Ein weiteres Thema für eine Doktorarbeit :-)

Prof. Dr. med. Gerhard Jorch Frage an Prof. Dr. med. Gerhard Jorch Kinderarzt und Neonatologe

Frage: Ein weiteres Thema für eine Doktorarbeit :-)

Hallo, habe eben mit grossem Interesse Ihren Bericht zu dem Gewichtsunterschied der zeieiigen Twins gelesen. Wenn 10 g Fett also 50 % Wasser enthalten, dann sind es sozusagen *nur* noch 5 g Fett ? Oder ? Warum spricht man dann von 10 g Fett ? Oder soll man das so interpretieren, dass Fett sich Wasser zusammensetzt ? Sicherlich so zu verstehe, da Sie ja von Fettgewebe sprechen..und im Gewebe ist ja immer Wasser. Das ist aber alles sehr interessant. Wenn man nun als Mutter das *Pech* hat, dass das Appetittzentrum des Kindes ein höheres Gewicht für optimal erklärt, dann kann man mit Kalorienrechnen sicherlich nicht sehr viel erreichen, da das Kind solange wohl Hunger zu haben scheint, bis das Signal vom Appetittzentrum kommt...*nun ist genug*. Ja, wie kann man das Appetittzentrum dazu bringen ein kleineres Gewicht an Stelle des zu hohen Gewichtes als das Optimale zu nennen ? gruss

Mitglied inaktiv - 07.11.2001, 13:46



Antwort auf: Ein weiteres Thema für eine Doktorarbeit :-)

Sie haben alles richtig verstanden = Kluge Mutter!

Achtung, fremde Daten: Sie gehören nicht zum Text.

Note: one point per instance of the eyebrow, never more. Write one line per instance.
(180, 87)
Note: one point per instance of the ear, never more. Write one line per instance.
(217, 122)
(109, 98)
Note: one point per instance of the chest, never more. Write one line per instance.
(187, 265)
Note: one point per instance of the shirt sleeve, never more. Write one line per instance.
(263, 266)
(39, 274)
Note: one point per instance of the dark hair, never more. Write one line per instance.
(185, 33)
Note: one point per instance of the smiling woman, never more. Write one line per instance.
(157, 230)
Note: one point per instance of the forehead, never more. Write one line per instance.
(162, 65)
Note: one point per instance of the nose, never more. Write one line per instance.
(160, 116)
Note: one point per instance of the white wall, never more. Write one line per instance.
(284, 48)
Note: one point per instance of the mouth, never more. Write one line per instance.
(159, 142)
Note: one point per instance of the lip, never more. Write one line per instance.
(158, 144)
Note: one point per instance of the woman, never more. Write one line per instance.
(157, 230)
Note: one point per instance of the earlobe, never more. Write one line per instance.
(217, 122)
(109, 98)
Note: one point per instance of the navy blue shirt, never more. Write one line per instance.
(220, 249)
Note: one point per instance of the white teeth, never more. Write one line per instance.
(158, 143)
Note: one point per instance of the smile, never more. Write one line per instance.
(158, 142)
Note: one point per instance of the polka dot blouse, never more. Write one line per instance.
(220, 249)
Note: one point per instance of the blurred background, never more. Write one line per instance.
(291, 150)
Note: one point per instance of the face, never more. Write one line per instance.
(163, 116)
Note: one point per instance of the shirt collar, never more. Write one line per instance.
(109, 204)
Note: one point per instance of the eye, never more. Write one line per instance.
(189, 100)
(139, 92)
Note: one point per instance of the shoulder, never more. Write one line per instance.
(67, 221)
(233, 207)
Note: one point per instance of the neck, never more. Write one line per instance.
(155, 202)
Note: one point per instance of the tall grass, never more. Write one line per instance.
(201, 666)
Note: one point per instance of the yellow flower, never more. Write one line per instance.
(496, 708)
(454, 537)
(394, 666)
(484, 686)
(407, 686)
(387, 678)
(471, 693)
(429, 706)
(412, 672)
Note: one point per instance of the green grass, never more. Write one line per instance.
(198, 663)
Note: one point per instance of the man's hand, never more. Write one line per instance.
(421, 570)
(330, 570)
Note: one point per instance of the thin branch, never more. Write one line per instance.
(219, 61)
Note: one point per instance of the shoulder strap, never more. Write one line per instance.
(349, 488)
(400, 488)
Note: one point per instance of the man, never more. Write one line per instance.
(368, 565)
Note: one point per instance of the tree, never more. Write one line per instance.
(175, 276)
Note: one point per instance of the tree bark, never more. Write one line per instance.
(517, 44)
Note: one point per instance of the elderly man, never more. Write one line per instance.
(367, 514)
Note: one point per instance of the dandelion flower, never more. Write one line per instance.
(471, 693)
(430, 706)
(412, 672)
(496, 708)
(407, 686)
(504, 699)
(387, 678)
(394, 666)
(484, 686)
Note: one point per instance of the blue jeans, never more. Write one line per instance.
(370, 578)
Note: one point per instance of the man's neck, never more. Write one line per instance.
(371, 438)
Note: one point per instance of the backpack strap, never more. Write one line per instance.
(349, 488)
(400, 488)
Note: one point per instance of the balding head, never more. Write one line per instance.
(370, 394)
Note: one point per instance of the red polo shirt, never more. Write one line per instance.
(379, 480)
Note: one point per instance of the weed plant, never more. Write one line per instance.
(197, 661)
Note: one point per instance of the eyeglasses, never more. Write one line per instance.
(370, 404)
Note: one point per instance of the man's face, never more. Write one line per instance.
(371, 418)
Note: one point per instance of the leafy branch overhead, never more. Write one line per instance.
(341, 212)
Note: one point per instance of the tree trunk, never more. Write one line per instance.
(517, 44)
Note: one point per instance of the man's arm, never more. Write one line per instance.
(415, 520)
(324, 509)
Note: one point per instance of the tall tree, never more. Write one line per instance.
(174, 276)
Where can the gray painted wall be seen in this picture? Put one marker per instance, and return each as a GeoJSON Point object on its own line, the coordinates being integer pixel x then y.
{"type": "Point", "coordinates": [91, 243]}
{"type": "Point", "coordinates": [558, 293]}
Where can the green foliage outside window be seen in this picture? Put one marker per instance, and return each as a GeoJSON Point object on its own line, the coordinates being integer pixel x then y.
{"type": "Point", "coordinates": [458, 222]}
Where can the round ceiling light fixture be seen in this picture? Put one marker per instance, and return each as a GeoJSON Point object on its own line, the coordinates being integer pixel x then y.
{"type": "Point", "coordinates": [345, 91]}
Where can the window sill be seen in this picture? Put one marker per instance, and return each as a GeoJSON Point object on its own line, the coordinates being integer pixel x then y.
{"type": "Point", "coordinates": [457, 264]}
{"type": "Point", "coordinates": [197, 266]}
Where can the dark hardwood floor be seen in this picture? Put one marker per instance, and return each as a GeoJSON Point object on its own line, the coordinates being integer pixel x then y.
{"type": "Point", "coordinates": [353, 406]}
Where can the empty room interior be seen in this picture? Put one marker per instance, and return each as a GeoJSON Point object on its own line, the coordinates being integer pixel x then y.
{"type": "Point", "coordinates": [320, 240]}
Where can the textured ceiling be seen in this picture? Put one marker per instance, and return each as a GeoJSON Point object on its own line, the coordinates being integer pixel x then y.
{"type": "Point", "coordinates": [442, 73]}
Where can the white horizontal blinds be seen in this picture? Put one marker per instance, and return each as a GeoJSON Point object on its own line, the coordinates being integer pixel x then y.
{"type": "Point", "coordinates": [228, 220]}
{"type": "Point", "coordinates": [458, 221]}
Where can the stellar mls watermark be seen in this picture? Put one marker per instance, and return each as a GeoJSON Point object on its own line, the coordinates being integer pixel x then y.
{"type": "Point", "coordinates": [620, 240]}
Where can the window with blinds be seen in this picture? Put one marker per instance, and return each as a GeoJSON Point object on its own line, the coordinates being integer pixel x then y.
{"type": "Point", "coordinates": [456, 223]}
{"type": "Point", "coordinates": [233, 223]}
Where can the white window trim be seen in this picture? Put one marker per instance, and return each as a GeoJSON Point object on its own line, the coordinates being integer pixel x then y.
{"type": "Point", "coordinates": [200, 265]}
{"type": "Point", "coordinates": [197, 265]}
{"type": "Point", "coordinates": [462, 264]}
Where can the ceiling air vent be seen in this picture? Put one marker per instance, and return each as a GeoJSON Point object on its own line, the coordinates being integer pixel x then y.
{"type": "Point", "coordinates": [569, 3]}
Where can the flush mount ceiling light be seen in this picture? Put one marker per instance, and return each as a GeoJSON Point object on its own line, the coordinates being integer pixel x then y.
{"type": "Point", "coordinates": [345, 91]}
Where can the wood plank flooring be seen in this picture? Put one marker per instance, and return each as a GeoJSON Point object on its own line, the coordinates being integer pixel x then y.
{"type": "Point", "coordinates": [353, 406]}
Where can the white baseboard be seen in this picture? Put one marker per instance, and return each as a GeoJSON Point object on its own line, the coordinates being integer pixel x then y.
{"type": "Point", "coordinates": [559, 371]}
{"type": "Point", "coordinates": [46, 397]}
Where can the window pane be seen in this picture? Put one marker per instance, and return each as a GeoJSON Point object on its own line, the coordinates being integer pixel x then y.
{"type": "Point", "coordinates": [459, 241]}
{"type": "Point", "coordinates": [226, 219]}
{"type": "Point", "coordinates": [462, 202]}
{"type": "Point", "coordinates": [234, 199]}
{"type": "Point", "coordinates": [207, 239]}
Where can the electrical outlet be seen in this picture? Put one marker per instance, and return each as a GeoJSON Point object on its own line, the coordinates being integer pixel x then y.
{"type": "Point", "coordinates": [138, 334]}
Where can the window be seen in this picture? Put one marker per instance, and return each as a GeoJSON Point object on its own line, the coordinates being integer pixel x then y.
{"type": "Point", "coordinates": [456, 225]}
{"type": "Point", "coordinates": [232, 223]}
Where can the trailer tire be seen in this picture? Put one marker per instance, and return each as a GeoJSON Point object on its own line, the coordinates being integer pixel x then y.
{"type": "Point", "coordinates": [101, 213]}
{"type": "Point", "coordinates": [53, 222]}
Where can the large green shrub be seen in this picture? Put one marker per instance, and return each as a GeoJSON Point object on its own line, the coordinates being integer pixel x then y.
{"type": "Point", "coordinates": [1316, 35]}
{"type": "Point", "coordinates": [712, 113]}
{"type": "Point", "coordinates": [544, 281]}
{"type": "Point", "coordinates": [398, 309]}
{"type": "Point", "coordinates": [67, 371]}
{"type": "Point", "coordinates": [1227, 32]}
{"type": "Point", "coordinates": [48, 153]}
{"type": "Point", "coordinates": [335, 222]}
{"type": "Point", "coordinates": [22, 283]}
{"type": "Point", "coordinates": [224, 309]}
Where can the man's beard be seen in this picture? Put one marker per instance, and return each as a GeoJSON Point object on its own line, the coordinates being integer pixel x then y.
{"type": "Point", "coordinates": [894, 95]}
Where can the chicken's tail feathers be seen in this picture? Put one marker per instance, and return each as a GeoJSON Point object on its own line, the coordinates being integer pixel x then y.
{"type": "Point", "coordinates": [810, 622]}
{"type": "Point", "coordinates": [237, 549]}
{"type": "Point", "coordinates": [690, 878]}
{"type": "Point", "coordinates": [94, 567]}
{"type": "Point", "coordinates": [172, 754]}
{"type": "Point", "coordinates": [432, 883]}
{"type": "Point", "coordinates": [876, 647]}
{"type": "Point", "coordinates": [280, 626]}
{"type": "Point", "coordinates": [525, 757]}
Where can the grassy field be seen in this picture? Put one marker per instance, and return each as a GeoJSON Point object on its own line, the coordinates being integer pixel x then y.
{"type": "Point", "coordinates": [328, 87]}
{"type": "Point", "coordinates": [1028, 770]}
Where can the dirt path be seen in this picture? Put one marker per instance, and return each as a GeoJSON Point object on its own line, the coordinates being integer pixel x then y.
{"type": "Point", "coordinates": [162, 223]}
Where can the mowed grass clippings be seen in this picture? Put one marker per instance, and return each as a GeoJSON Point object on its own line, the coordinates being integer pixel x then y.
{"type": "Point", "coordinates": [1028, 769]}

Das Forum zeigt mir, daß die Themen (1) Ernährung (2) Entwicklung eine dominierende Rolle in den Sorgen der Eltern spielen. Der Stellenwert des Themas Ernährung hat mich als zugegebenermaßen klinisch geprägten Kinderarzt doch etwas überrascht. Denn wir Neonatologen sehen eher die Lunge und das Gehirn als Problemorganebei Frühgeborenen. Da die Mutter meiner 6 Kinder jedes Kind 1 Jahr (und länger) gestillt hat, habe ich auch privat die Brisanz der Nahrungszufuhr nicht mitbekommen. Ich glaube indes, daß in der Tat das Appetitzentrum der Kinder eine dominierende Rolle spielt. Der Körper weiß eben selbst was er braucht und bewältigt. Und er bewältigt bei vielen Frühgeborenen eben weniger als bei Reifgeborenen, in Ausnahmefällen aber auch mehr. Die Frage ist ja, woran man eine "optimale" Ernährung festmachen soll: 1. Muttermilchstandard (Menge und Zusammensetzung der Muttermilch): Meines Erachtens zu vordergründig, da Frühgeborene ja von der "Natur" eigentlich nicht vorgesehen sind. 2. Wachstumsnormalkurven (Perzentilen): Auch vordergründig, da sie sich ja auf normale Reifgebornee beziehen. 3. Am besten wäre es die optimale Ernährung so zu definieren, daß das die Nahrung ist, die mit dem besten Endergebnis (20 Jahre später) bezüglich Lebensglück und Lebenstüchtigkeit verbunden ist. Dies ist aber wissenschaftlich nur in Langzeitstudien und sehr aufwändig zu ermitteln. Immerhin gibt es Ansätze in diese Richtung. So zeigte der englische Forscher Lucas, daß weniger Gewichtswachstum langfristig sogar mit besserer Gesundheit gekoppelt sein kann. So, jetzt habe ich mich auf eine etwas spekulative Diskussion eingelassen. Ich möchte Ihnen dadurch aber nur andeuten, was mir bei der Beantwortung der Fragen so durch den Kopf geht.